I removed line for /dev/sdd1in etc/fstab and now usb card memory looks like restore to normal.
But sdb3 and sdc1 I (Windows storage HDD and Raid0 )can not unmount and remount ( and I have a writing privileges now)

Morbius1
October 2nd, 2011, 07:43 PM
But sdb3 and sdc1 I (Windows storage HDD and Raid0 )can not unmount and remount ( and I have a writing privileges now)

/dev/sdb3 /media/sdb3 ntfs nls=iso8859-1,rw,umask=000 0 0
/dev/sdc1 /media/sdc1 ntfs nls=iso8859-1,rw,umask=000 0 0

Those 2 lines will mount automatically at boot those 2 ntfs partitions with r/w/x access to everyone. You have no need to unmount them. That's why you put them in fstab.

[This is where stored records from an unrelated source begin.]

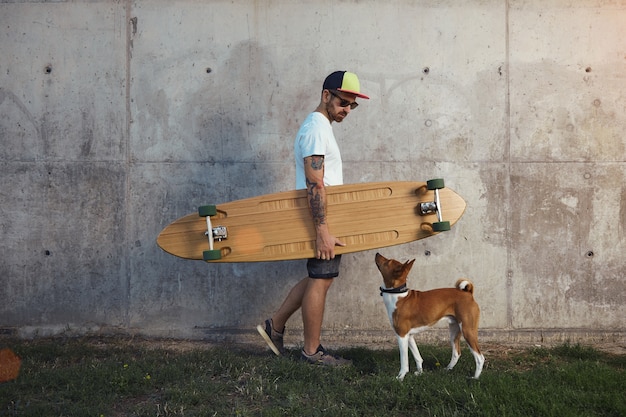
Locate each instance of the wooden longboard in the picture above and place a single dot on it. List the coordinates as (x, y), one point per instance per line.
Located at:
(278, 226)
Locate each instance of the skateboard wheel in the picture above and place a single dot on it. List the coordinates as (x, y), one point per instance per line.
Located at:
(435, 184)
(204, 211)
(441, 226)
(212, 255)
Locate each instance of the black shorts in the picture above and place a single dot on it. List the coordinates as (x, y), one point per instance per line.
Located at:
(319, 268)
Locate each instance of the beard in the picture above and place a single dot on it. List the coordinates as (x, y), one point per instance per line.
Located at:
(335, 116)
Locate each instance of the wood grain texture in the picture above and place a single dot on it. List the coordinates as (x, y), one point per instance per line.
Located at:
(278, 226)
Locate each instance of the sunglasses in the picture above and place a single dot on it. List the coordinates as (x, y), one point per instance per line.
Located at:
(344, 103)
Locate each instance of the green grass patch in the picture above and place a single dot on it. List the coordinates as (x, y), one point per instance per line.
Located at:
(124, 377)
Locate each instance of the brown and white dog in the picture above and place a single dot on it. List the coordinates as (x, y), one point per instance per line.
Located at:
(412, 311)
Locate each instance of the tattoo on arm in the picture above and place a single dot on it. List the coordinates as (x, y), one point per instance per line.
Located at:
(316, 204)
(317, 162)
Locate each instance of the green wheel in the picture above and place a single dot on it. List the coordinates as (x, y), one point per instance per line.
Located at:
(204, 211)
(441, 226)
(435, 184)
(212, 255)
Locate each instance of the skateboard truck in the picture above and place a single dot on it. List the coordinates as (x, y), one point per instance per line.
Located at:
(219, 233)
(212, 233)
(430, 207)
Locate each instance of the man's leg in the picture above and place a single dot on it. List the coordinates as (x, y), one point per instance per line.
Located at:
(290, 305)
(313, 304)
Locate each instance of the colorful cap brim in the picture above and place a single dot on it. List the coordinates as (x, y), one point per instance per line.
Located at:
(346, 82)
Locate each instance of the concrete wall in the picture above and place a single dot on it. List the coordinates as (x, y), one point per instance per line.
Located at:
(117, 117)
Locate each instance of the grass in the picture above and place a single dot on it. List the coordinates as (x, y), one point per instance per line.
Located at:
(124, 377)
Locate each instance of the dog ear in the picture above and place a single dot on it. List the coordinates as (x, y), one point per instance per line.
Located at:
(408, 265)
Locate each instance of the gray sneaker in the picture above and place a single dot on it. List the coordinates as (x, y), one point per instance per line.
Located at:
(322, 357)
(273, 339)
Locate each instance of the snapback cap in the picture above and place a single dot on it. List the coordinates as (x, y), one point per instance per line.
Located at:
(344, 81)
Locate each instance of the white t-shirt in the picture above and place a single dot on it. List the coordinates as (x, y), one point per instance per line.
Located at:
(316, 137)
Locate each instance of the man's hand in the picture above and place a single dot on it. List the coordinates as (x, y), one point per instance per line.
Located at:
(325, 244)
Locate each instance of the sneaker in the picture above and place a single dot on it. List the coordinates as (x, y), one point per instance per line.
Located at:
(322, 357)
(273, 339)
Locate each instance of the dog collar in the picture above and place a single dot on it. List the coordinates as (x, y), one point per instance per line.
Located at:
(401, 289)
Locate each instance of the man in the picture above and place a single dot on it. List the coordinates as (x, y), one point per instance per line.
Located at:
(318, 164)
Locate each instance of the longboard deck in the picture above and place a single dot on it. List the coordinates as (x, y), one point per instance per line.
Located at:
(278, 226)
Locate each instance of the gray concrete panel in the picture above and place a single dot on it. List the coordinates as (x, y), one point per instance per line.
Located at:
(117, 118)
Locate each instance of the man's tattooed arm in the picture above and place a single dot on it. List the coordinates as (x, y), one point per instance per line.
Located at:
(314, 170)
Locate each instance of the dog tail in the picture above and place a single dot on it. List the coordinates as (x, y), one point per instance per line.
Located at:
(465, 285)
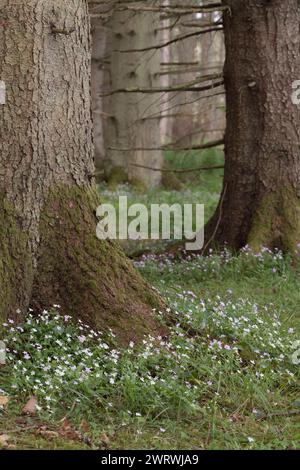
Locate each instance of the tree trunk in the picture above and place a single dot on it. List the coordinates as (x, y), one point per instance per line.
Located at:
(49, 252)
(127, 126)
(100, 75)
(260, 203)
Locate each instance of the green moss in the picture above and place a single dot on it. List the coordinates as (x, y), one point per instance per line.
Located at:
(91, 279)
(170, 181)
(276, 223)
(15, 262)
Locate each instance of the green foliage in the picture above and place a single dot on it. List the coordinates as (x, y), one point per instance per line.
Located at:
(226, 363)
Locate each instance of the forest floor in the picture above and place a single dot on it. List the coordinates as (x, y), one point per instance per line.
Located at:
(227, 377)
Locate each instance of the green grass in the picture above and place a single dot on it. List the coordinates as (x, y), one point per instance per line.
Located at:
(225, 378)
(196, 187)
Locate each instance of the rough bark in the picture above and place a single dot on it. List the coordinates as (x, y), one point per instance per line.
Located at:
(126, 126)
(100, 74)
(260, 203)
(49, 249)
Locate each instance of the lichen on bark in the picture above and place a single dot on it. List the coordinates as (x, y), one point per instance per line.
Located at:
(90, 278)
(16, 271)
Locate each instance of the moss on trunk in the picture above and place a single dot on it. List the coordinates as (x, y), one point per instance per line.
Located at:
(16, 271)
(89, 278)
(276, 222)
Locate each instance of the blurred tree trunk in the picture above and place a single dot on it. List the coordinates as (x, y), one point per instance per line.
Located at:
(127, 126)
(49, 252)
(100, 74)
(260, 204)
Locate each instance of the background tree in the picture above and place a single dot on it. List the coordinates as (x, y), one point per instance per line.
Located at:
(49, 252)
(126, 130)
(260, 203)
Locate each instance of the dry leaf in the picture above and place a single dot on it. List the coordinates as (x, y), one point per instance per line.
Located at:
(3, 401)
(30, 407)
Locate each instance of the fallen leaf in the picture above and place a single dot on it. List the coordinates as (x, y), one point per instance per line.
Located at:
(4, 438)
(30, 407)
(3, 400)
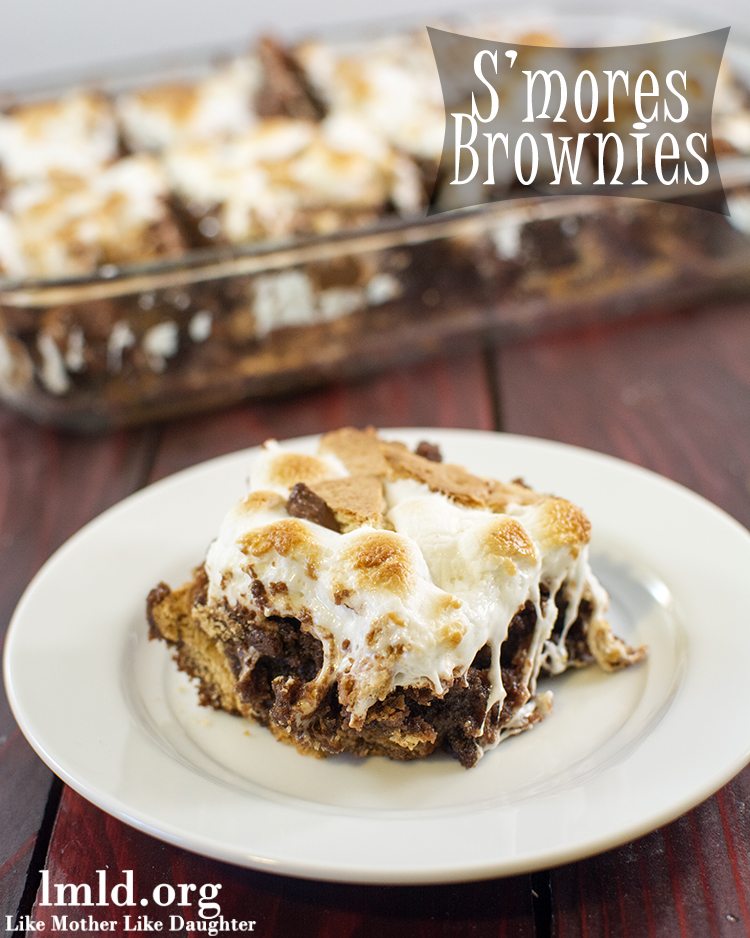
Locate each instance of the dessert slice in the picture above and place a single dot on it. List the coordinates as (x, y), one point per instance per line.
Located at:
(219, 104)
(377, 601)
(286, 177)
(73, 135)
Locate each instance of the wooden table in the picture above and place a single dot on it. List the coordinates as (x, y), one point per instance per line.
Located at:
(668, 392)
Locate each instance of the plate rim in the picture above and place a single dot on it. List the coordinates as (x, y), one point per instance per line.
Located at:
(482, 869)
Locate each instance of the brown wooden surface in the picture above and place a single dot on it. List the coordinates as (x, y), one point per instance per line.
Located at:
(671, 393)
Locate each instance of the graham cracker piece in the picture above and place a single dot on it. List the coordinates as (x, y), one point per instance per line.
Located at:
(358, 450)
(453, 481)
(354, 501)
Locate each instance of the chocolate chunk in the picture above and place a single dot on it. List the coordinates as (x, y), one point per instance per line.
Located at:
(304, 503)
(429, 451)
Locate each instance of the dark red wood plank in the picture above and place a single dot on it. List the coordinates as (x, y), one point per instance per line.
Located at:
(453, 392)
(672, 394)
(50, 485)
(280, 906)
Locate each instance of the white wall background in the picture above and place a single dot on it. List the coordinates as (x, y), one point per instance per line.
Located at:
(42, 37)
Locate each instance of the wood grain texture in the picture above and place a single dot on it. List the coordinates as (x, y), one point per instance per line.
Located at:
(281, 907)
(672, 394)
(50, 485)
(453, 392)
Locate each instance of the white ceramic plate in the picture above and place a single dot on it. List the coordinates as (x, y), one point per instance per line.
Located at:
(620, 755)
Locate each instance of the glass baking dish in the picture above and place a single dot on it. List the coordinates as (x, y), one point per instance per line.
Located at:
(220, 324)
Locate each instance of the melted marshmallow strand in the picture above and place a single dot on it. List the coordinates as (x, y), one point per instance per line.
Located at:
(412, 602)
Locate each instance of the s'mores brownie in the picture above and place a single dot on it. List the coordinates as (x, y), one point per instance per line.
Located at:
(217, 105)
(70, 226)
(287, 177)
(390, 83)
(376, 601)
(73, 135)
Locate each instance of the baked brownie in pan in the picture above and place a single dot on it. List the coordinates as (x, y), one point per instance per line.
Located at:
(72, 135)
(375, 601)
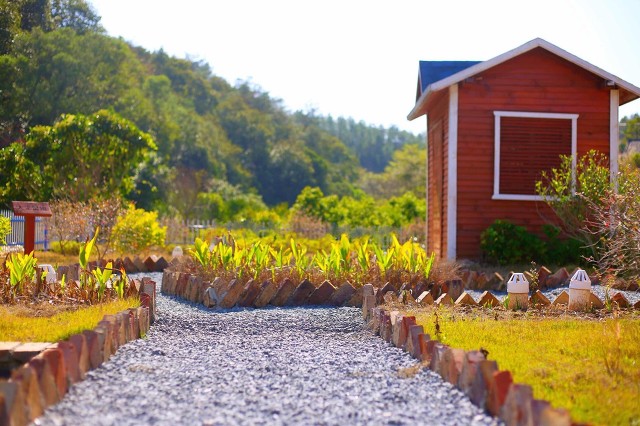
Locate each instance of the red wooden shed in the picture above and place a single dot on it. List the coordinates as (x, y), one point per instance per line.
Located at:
(493, 126)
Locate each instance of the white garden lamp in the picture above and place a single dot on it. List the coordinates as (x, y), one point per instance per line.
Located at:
(579, 291)
(518, 291)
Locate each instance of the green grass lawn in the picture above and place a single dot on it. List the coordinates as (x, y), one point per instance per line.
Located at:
(16, 326)
(590, 367)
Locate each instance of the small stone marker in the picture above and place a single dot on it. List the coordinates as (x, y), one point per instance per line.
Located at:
(444, 299)
(518, 291)
(30, 210)
(579, 291)
(562, 299)
(595, 301)
(622, 301)
(425, 298)
(488, 300)
(466, 299)
(539, 299)
(177, 252)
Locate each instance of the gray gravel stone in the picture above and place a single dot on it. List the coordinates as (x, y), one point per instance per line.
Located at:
(275, 366)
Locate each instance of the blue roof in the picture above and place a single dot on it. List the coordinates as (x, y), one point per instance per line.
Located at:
(432, 71)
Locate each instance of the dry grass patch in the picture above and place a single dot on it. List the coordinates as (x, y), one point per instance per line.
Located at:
(41, 323)
(586, 363)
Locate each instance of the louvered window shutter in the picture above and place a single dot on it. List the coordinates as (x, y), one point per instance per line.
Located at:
(527, 147)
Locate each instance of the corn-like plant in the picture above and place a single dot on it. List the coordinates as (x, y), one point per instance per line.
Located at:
(321, 261)
(85, 251)
(102, 277)
(383, 259)
(119, 284)
(201, 253)
(22, 268)
(428, 265)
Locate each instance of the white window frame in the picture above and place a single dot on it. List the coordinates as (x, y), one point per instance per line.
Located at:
(497, 195)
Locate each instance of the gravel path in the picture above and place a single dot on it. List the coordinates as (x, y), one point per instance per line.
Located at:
(269, 366)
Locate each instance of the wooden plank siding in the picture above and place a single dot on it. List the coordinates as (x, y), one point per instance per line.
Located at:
(437, 158)
(536, 81)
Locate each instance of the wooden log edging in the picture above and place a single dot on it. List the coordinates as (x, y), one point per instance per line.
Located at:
(49, 370)
(480, 379)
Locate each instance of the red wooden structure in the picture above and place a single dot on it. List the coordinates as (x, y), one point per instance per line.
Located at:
(30, 209)
(493, 126)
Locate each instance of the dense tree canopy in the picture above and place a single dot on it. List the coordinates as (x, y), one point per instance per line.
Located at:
(59, 72)
(79, 157)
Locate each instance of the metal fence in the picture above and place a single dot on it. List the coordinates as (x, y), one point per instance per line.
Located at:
(16, 237)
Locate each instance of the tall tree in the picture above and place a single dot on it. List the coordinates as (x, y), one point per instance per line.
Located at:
(83, 156)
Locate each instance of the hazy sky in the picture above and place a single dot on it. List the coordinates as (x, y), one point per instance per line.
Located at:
(360, 58)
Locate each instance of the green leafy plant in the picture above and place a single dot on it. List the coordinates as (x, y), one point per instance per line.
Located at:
(102, 277)
(120, 284)
(506, 243)
(571, 194)
(85, 251)
(201, 252)
(22, 269)
(137, 231)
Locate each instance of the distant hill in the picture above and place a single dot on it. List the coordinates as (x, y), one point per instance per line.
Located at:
(56, 60)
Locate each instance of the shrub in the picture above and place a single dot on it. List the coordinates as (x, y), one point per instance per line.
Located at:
(66, 247)
(615, 221)
(562, 251)
(137, 231)
(69, 222)
(5, 229)
(506, 243)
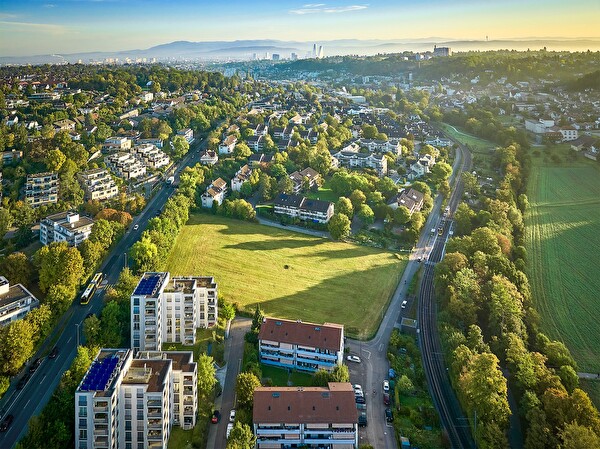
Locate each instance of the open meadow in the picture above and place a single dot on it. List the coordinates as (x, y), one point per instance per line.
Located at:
(563, 244)
(290, 275)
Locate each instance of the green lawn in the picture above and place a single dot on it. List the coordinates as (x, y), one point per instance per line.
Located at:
(324, 193)
(290, 275)
(563, 244)
(279, 376)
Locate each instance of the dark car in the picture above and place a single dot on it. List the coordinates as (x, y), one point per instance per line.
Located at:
(386, 399)
(23, 381)
(35, 365)
(4, 425)
(53, 353)
(362, 419)
(389, 415)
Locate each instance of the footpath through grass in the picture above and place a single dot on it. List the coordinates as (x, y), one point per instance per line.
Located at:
(290, 275)
(563, 245)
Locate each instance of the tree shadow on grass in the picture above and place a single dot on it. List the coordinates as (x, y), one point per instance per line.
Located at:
(356, 300)
(276, 244)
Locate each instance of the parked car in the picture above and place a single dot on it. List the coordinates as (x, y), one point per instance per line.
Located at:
(362, 419)
(23, 381)
(6, 423)
(386, 399)
(389, 415)
(35, 365)
(53, 353)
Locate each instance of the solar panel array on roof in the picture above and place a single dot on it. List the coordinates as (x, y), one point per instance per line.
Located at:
(99, 374)
(147, 285)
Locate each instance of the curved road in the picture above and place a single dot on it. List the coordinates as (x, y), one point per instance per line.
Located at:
(25, 403)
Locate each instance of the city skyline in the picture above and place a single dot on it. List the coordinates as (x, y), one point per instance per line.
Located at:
(69, 26)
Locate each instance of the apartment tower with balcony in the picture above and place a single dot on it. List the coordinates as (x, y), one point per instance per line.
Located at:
(302, 346)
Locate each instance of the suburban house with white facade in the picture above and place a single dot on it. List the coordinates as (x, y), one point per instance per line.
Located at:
(298, 206)
(242, 175)
(312, 417)
(302, 346)
(65, 227)
(97, 184)
(41, 189)
(215, 192)
(227, 145)
(15, 301)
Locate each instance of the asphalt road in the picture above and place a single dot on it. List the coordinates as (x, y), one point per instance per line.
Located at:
(25, 403)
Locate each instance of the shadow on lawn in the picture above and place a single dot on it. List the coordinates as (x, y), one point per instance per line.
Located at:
(353, 299)
(276, 244)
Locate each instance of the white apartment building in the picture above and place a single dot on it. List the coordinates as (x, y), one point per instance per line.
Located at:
(65, 227)
(242, 175)
(302, 346)
(312, 417)
(307, 209)
(125, 165)
(98, 184)
(41, 189)
(151, 156)
(170, 310)
(15, 301)
(185, 387)
(129, 403)
(216, 191)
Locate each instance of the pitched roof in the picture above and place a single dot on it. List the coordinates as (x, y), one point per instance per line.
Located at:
(325, 336)
(334, 404)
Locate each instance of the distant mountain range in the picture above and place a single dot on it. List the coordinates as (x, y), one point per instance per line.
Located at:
(248, 49)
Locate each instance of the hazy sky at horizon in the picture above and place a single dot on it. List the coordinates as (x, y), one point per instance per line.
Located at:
(30, 27)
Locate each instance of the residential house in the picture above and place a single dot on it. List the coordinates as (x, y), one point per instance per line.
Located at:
(67, 227)
(309, 175)
(297, 206)
(242, 175)
(303, 346)
(97, 184)
(411, 199)
(311, 417)
(187, 134)
(165, 310)
(260, 160)
(151, 156)
(215, 192)
(15, 301)
(209, 157)
(41, 189)
(355, 160)
(125, 165)
(255, 143)
(126, 402)
(227, 145)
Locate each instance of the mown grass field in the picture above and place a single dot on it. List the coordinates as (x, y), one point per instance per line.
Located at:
(563, 243)
(290, 275)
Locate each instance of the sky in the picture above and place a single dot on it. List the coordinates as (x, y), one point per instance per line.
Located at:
(30, 27)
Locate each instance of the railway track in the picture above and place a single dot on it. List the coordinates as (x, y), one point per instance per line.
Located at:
(451, 416)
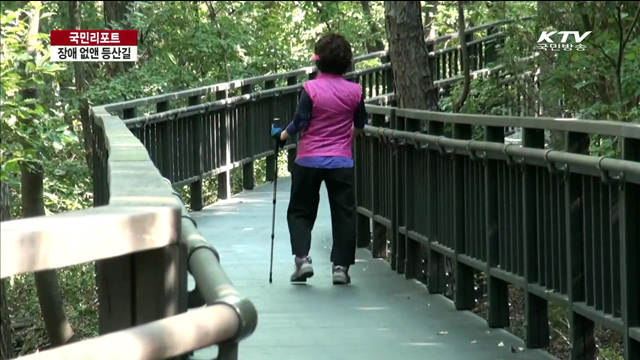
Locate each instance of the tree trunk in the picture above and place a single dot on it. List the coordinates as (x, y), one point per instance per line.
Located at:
(75, 17)
(32, 189)
(465, 60)
(412, 77)
(430, 11)
(115, 13)
(373, 28)
(6, 344)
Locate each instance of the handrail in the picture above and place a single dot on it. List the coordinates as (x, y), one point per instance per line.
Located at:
(630, 168)
(209, 89)
(161, 339)
(602, 127)
(45, 242)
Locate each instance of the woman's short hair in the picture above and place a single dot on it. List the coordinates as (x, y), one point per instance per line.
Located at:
(333, 54)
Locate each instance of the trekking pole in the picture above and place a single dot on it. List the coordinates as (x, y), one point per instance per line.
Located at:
(276, 122)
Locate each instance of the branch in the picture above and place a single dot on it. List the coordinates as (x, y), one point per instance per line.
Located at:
(465, 60)
(633, 25)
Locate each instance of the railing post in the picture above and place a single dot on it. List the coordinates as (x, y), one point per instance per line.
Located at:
(397, 252)
(271, 159)
(464, 299)
(490, 51)
(198, 166)
(433, 61)
(629, 250)
(292, 153)
(536, 308)
(399, 242)
(165, 165)
(471, 52)
(410, 176)
(582, 329)
(389, 87)
(379, 244)
(248, 177)
(497, 289)
(363, 222)
(436, 261)
(224, 178)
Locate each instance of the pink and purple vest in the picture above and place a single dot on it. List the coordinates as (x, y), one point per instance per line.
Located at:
(329, 133)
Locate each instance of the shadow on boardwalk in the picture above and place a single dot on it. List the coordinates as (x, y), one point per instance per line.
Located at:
(379, 316)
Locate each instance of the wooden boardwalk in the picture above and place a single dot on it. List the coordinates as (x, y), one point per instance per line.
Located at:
(379, 316)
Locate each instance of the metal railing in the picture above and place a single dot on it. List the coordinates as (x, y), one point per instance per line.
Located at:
(140, 234)
(561, 224)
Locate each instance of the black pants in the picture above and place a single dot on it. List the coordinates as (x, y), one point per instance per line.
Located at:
(303, 209)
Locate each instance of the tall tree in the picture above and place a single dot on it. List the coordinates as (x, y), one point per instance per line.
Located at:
(75, 17)
(430, 9)
(32, 188)
(373, 28)
(412, 76)
(6, 344)
(464, 56)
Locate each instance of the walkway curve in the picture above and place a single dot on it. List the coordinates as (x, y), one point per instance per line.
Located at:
(379, 316)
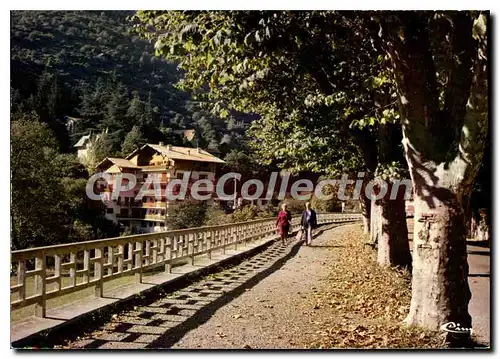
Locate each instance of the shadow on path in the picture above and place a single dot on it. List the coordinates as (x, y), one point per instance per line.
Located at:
(174, 334)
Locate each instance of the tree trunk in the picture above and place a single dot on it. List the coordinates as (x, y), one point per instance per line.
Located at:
(440, 289)
(365, 210)
(393, 245)
(443, 146)
(375, 222)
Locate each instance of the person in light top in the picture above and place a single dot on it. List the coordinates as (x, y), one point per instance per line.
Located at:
(308, 222)
(283, 222)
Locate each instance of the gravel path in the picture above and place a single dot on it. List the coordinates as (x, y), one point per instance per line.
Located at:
(271, 314)
(259, 303)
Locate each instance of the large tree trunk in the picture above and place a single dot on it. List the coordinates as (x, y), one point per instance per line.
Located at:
(443, 148)
(366, 211)
(393, 246)
(375, 222)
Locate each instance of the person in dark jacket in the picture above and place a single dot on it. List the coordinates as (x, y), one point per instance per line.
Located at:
(309, 222)
(283, 222)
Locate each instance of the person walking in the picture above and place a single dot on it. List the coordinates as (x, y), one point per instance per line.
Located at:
(283, 222)
(308, 222)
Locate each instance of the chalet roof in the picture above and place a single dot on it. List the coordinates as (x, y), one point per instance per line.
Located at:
(81, 142)
(181, 153)
(120, 162)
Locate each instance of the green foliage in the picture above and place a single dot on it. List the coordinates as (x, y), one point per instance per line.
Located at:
(133, 140)
(329, 205)
(49, 205)
(290, 69)
(86, 64)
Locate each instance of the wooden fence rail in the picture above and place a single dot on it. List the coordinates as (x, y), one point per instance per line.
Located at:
(92, 263)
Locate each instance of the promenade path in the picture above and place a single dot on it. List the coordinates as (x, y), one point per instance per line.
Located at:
(252, 305)
(262, 303)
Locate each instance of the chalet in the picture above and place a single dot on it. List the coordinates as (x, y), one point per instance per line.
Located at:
(163, 162)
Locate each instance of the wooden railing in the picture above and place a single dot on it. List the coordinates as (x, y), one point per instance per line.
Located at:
(92, 263)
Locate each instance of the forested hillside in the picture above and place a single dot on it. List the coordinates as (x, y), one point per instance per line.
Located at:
(85, 67)
(87, 64)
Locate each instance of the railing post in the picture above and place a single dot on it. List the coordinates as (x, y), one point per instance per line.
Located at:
(168, 254)
(40, 309)
(121, 255)
(191, 247)
(111, 258)
(98, 272)
(224, 240)
(130, 256)
(86, 266)
(57, 270)
(234, 235)
(21, 278)
(210, 244)
(138, 261)
(72, 269)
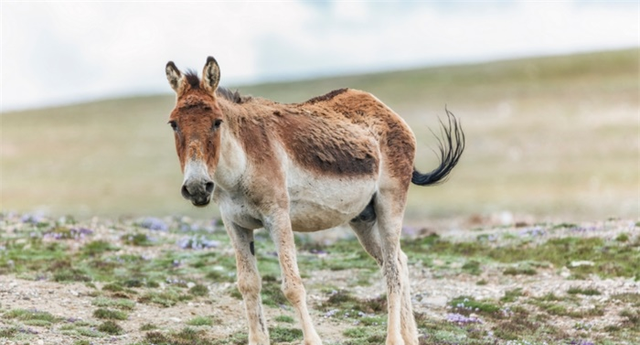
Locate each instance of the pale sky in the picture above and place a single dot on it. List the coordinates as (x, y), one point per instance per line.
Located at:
(65, 52)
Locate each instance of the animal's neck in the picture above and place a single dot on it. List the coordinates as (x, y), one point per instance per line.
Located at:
(232, 161)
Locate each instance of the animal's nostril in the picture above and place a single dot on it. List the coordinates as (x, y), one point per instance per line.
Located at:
(209, 187)
(185, 192)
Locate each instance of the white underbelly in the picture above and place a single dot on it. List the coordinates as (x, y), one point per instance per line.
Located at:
(323, 203)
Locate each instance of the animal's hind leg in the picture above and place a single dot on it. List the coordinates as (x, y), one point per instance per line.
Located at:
(249, 282)
(362, 226)
(401, 326)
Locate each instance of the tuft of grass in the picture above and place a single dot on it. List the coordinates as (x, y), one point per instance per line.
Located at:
(119, 303)
(200, 321)
(186, 336)
(512, 271)
(148, 327)
(285, 335)
(95, 248)
(632, 317)
(284, 319)
(110, 327)
(32, 317)
(103, 313)
(586, 292)
(82, 342)
(8, 332)
(622, 238)
(166, 298)
(138, 239)
(511, 295)
(199, 290)
(466, 305)
(472, 267)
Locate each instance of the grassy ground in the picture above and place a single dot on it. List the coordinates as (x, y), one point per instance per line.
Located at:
(169, 281)
(555, 138)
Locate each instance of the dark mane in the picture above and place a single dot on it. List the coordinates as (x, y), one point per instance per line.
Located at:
(326, 97)
(232, 96)
(192, 79)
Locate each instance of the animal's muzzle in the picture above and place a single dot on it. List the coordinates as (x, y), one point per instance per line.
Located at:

I don't understand the nature of the problem.

Aleksiy
October 2nd, 2011, 08:00 PM
The problem is in Storage Device Manager bugs. It screwed up my system. I corrected fstab manually - thanks all of you, who help me ):P. But I spent two days for it. And still not understand why I can not manually unmount and remount them now. And I am going to remove Storage Device Manager from my system, but afraid it will changed something again if I will do it. Because Storage Device Manager still have read-only option marked on my volumes - I can not unmarked it. I do not know , how it is working.